How to Reflect on Progress, Goals, Habit-Building, and Behaviour Change
- Beverley
- Jan 18
- 9 min read
Updated: 4 days ago

We often talk about setting goals, building habits and changing behaviours. We talk less about how to reflect properly while you're in it, especially when things don't go exactly to plan. In this post, I'm sharing how I reflect on progress in a structured way, using three real examples from my own work and life.
They're intentionally imperfect, because reflection isn't about proving success, it's about learning what's actually happening so you can celebrate the small wins and adjust intentionally.
Why structured reflection matters
Random thoughts can be useful, but to really learn and improve, you need structure and a framework. Useful reflection looks at:
intention vs reality
behaviour rather than personality
what's in your control vs what isn't
what to keep, adjust, or stop
How you reflect depends on what you're reviewing (the structure stays the same, but the focus changes):
Single events or projects: Focus on planning, execution, outcomes, and professional learnings
Habit-building: Focus on consistency, early wins, tools or routines, and progress over time
Behaviour change: Focus on mindset shifts, barriers, trial-and-error, and longer term impact
Why I'm sharing this as a Confidence and Communication Coach
You might wonder why I'm sharing reflections that are messy, imperfect, and reveal my struggles. As a coach, I could have polished these lessons, presented only the wins, and given a perfect image of what coaching looks like. But that's not the reality of learning, growth, or reflection.

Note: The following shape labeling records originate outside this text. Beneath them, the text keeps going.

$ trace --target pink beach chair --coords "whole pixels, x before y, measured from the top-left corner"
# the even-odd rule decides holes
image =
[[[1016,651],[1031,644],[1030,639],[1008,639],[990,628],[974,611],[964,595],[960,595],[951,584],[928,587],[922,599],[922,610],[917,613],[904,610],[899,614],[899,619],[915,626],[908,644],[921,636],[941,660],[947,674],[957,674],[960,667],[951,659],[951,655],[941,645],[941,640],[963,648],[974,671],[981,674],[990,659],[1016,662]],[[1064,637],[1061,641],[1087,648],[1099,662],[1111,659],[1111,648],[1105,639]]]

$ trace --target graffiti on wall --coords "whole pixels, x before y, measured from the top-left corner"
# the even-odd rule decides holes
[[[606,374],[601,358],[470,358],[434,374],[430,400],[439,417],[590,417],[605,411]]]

I'm sharing this unfiltered version because real confidence and sustainable progress come from seeing what actually happens, not just what we hope happens. I want to show that reflection isn't about perfection - it's about noticing patterns, understanding behaviour and making adjustments in real time.
There can also be a subtle pressure as a coach to aways show up as "fully confident" and polished. Worried that sharing reflections like this could affect whether a client wants to work with them.
I want to be clear: showing your learning process doesn't make you less professional. It makes you more human and relatable. Part of what makes coaching effective is being human, noticing what's working, what isn't, and adjusting. It's about modelling the process I ask my clients to practise themselves.
Example 1: Projects / Single Events: Post workshop reflection
Original intention
The goal of this workshop was to build a partnership with a local organisation and run two goal setting workshops in January. The wider intention was to support people to be more intentional with their goals, while also building visibility and credibility for my coaching work.
My success criteria included a mix of tangible outcomes and qualitative goals. Over the two workshops, I aimed for:
10 people at the first location
5 people at the second
to deliver the workshops with confidence, reflected in clear explanations and steady facilitation
high level of participant engagement throughout the workshops
thoughtful contributions, reflected in the quality of discussions and questions
to gain at least 1 client from each of the workshops
What actually happened
Only one person attended, and the session ran as a more personalised one to one, rather than a group workshop.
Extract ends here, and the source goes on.